O vício é uma coisa dominante e terrível. Tenho um amigo que tinha um bom emprego, uma ótima esposa que também trabalha e o ajudava na manutenção do lar onde criavam duas filhas. Aos poucos ele foi cedendo ao vício do álcool, até que chegou a um ponto em que teve que escolher: a bebida ou a família. Preferiu continuar o vício, para tristeza de todos, especialmente da mulher e filhas.

E não houve falta de ajuda para tentar resgatá-lo. A família e até a empresa onde trabalhava, financiaram sua permanência numa casa especializada na recuperação de alcoólatras, no interior de São Paulo, com todas as despesas pagas, por meses. Quando saiu, voltou logo à velha rotina. Hoje vive nas ruas pedindo esmolas.

Também já testemunhei incontáveis casos com final feliz. Vi muitos viciados e pessoas que insistiam em viver em perigo, como se fossem indestrutíveis, e que quando estavam prestes a perder seus maiores tesouros da vida (a própria vida e a de familiares) resolveram abandonar as coisas erradas que faziam e voltar a viver com disciplina, dignidade e alegria.

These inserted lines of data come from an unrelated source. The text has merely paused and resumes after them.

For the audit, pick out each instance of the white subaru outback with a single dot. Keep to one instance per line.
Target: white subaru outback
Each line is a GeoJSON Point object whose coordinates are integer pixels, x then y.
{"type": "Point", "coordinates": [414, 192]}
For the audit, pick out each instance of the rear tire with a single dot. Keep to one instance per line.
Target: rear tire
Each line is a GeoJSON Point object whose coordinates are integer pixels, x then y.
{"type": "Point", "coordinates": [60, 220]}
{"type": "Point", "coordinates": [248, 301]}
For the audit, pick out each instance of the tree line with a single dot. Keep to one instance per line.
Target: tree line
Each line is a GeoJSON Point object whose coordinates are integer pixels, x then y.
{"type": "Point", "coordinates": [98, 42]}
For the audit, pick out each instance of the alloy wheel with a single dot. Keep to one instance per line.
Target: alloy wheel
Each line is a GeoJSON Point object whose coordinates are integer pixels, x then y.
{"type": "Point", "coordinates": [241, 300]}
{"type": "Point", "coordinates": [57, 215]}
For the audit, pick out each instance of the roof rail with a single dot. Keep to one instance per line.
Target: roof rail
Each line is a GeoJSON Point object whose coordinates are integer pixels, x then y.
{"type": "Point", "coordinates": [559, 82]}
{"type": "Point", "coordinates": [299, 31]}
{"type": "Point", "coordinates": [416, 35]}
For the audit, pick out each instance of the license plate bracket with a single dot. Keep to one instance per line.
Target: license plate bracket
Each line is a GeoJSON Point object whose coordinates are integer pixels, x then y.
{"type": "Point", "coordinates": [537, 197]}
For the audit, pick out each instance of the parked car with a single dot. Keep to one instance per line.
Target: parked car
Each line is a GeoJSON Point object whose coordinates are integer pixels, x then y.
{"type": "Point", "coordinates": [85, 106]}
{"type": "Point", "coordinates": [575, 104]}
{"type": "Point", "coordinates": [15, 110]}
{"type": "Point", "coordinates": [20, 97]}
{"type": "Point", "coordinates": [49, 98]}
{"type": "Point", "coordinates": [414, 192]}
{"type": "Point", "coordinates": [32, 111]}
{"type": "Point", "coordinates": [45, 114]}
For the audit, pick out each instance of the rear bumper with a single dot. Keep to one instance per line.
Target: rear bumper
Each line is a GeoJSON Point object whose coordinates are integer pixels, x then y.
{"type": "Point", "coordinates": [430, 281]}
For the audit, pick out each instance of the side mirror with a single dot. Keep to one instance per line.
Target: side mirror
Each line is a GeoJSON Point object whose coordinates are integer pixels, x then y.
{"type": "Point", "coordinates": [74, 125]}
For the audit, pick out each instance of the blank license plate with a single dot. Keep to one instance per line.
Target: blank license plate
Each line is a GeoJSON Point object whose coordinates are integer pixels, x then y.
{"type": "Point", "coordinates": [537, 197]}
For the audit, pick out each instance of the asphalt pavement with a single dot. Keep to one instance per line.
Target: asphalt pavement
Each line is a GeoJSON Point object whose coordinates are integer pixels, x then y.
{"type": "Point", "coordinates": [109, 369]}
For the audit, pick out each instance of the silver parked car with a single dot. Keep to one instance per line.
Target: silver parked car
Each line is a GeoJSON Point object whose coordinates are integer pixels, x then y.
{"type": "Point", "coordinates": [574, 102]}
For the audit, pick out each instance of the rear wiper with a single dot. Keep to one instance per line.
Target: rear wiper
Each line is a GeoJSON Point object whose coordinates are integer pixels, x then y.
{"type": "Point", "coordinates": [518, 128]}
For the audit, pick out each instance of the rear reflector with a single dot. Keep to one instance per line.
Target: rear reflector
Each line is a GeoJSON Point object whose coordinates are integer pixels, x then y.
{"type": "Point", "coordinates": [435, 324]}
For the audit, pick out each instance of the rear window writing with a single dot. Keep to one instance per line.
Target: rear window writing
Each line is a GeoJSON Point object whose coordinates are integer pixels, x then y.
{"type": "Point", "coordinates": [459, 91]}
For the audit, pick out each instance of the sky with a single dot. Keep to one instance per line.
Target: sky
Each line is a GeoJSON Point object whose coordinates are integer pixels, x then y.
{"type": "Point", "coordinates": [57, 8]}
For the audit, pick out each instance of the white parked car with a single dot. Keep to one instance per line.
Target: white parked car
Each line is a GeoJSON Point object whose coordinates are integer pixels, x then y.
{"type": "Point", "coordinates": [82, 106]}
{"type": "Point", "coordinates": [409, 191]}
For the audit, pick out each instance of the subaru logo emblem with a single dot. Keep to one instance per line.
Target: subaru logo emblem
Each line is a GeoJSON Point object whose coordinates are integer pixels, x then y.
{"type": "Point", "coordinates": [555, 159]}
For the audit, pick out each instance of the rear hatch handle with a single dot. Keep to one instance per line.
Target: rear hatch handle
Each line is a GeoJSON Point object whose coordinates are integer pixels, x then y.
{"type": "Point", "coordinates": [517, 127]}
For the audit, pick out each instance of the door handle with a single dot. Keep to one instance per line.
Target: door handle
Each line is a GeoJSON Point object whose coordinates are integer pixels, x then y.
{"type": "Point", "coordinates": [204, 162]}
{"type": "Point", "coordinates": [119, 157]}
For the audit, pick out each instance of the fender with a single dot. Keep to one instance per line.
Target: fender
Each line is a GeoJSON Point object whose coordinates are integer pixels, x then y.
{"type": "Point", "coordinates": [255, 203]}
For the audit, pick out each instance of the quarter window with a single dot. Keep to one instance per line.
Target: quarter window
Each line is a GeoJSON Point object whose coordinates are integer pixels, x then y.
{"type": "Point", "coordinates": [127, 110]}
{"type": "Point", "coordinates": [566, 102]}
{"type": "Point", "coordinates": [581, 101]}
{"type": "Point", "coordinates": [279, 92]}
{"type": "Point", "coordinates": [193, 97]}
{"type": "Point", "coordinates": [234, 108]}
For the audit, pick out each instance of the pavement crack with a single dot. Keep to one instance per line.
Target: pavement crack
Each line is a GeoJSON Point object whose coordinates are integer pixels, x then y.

O maior remédio contra todos os vícios, contra toda maldade que impomos a nós mesmos e aos outros, inquestionavelmente é Deus. Isso mesmo! Ele e somente Ele tem o poder de transformar absolutamente todo e qualquer indivíduo “da água para o vinho”, de um instante para outro, para melhor. Para muito melhor do que o indivíduo jamais foi.

Para isso, é necessário que a parte interessada queira buscar Nele a salvação. É preciso, é necessário, é vital, que a pessoa, ou qualquer indivíduo que queira ajuda, de qualquer natureza, para se curar e se tornar uma pessoa melhor e mais saudável, busque Deus em seu próprio interior. Ao encontra-Lo, poderá receber e testemunhar bênçãos e milagres.

Quem já não ouviu casos de pessoas que chegaram “ao fundo do poço” e depois de buscar em vão saídas por intermédio de diversos meios, encontraram em Deus a salvação?

Um conhecido contou que sua família estava há anos vivendo o caos, até que ele resolveu cair de joelhos em lágrimas, elevando as mãos e rosto aos céus e dizer: “Senhor, se o Senhor existe mesmo, por favor, me ajude a sair desta aflição!”. E então, o milagre aconteceu. Não podemos duvidar que Ele é “O Caminho, a Verdade e a Vida” e que somos, de fato, tão frágeis sem Ele.